“A Piece of Scholarship”?
Jerome Corsi, a coauthor of the book whose lies started the "swiftboating" of the John F. Kerry presidential campaign, is back with a book on Barack Obama. And it's a bestseller, confirming the old Republican wisdom that you can fool some people all of the time--those people being the modern party's "base."
Corsi's approach to Obama appears to boil down to complaining that the candidate has never said that he'd stopped beating his wife. And when that doesn't go far enough, the book rolls out lies. As Media Matters has shown, Corsi criticized Obama for leaving many things out of his memoir, Dreams of My Father, such as: Interestingly, Obama did not dedicate Dreams from My Father to his mother, or to his father, Barack Senior, or to his Indonesian stepfather. Missing from the dedication are the grandparents who raised him in Hawaii...
Yet at the end of his introduction Obama had written: It is to my family, though -- my mother, my grandparents, my siblings, stretched across oceans and continents -- that I owe the deepest gratitude and to whom I dedicated this book.
And that's just one of several things Corsi--who boasts a Harvard doctorate--managed to miss in reading Obama's book. The selecive
Corsi told the New York Times that for Media Matters to point out his lies was "nitpicking." I would have thought that making a big deal of how someone else had chosen to dedicate a book would be nitpicking.
Corsi doesn't always deal in minuscule matters. Back in 2004, Media Matters collected some of Corsi's online comments on topics ranging from the Catholic church to Chelsea Clinton. Since then he's written that "President Bush intends to abrogate U.S. sovereignty to the North American Union" and that oil doesn't come from fossils.

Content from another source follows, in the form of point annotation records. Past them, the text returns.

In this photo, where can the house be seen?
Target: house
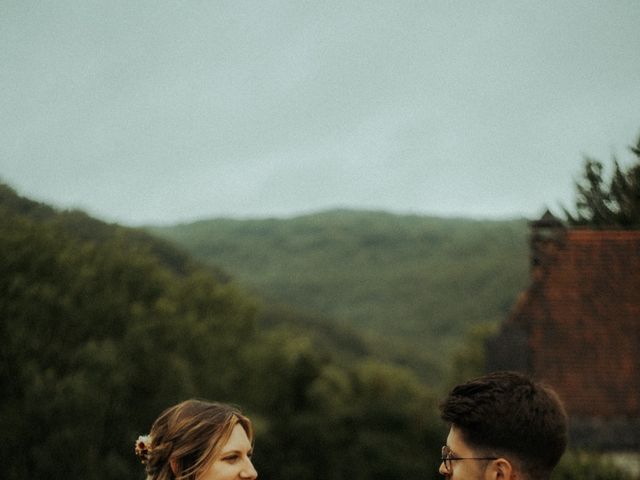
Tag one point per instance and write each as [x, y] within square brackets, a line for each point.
[577, 328]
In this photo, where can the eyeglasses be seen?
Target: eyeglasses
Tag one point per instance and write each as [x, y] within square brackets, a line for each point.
[448, 457]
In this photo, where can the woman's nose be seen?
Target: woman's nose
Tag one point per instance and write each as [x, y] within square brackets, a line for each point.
[249, 471]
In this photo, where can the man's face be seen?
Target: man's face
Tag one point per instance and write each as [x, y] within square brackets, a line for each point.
[463, 464]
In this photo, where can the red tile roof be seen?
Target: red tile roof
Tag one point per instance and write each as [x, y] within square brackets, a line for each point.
[582, 319]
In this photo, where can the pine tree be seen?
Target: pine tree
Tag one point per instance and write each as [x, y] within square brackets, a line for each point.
[608, 204]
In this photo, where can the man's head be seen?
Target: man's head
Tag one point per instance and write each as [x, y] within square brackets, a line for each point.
[505, 421]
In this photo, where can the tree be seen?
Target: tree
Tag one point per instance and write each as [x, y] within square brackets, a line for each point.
[603, 203]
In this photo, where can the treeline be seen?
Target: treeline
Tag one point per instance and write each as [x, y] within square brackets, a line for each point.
[415, 285]
[103, 327]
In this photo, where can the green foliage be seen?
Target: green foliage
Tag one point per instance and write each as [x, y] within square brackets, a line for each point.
[603, 203]
[579, 465]
[103, 327]
[412, 284]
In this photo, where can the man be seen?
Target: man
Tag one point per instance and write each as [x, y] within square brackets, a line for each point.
[503, 426]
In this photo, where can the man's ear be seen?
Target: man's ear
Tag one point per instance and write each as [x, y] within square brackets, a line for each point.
[500, 469]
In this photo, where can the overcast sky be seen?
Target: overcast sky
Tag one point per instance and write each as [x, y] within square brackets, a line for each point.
[166, 111]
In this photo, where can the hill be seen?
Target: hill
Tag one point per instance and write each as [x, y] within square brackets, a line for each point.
[104, 326]
[413, 284]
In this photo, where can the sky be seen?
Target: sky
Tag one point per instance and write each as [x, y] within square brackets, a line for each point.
[169, 111]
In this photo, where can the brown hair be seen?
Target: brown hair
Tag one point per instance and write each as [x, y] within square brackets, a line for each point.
[187, 438]
[508, 414]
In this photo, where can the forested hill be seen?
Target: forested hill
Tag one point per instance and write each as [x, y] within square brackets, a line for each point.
[103, 327]
[418, 282]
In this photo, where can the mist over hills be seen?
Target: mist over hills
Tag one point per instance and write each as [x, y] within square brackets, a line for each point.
[415, 282]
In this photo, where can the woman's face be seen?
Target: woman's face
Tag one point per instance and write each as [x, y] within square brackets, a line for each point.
[234, 461]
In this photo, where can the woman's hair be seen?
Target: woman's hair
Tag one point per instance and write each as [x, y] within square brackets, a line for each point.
[187, 437]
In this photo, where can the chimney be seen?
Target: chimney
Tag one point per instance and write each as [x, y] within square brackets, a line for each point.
[547, 235]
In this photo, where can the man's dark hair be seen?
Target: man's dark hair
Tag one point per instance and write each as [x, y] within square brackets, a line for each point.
[508, 414]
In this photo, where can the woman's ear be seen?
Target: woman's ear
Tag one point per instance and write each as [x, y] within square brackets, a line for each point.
[174, 466]
[501, 469]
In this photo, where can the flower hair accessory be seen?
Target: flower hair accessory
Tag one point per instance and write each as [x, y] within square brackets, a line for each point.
[143, 447]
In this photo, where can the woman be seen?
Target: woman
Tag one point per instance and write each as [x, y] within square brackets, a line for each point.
[198, 440]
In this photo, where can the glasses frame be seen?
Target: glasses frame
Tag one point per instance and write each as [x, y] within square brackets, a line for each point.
[447, 458]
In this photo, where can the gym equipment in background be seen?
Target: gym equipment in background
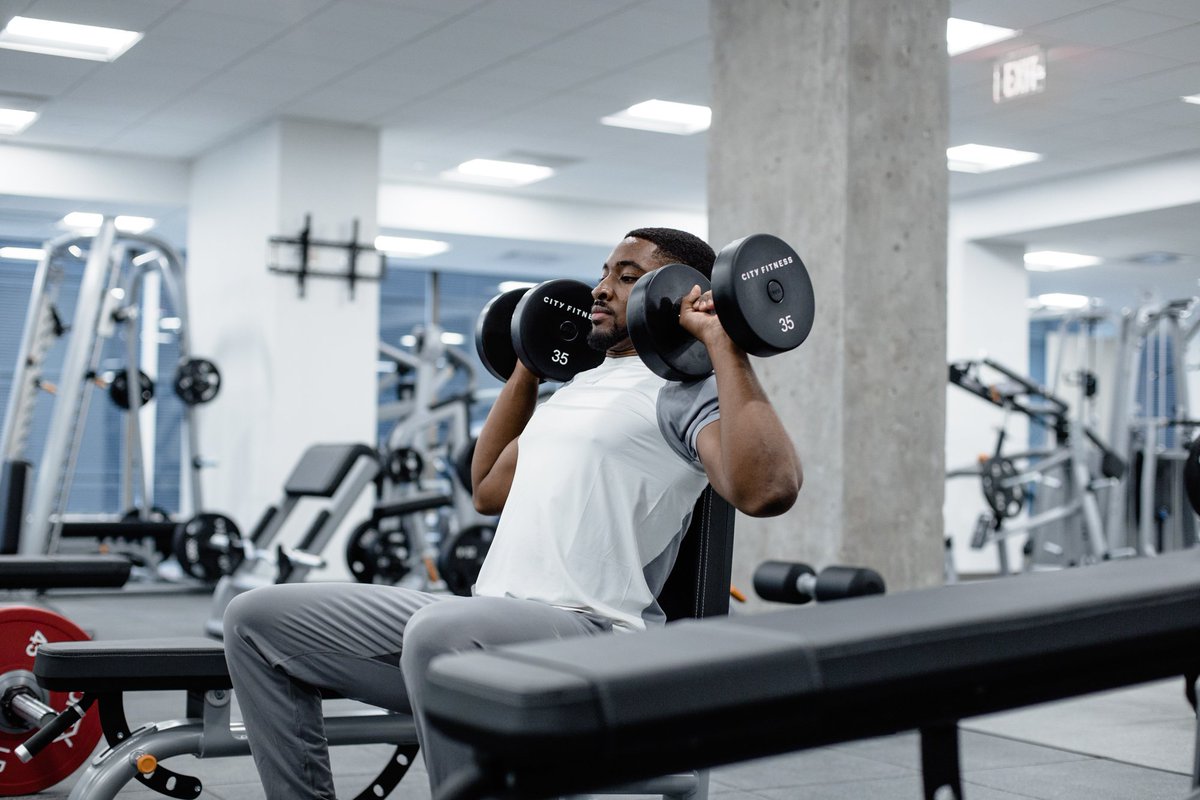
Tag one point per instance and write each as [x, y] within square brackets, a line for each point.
[1152, 422]
[1006, 477]
[114, 298]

Who's publishing this man's book? A Simon & Schuster imprint called Threshold Editions, headed by longtime Republican operative Mary Matalin. (Note how the title for that webpage still gives the old URL MatalinGOP.com. Matalin appears above.) And commercially, it's hard to fault an imprint that's published an instant bestseller, however embarrassing its contents.
Matalin claimed to the Times that Corsi's book “was not designed to be, and does not set out to be, a political book,” but was instead “a piece of scholarship.” Obviously she hadn't coordinated her lie with her author since the same article says: “The goal is to defeat Obama,” Mr. Corsi said in a telephone interview. “I don’t want Obama to be in office.”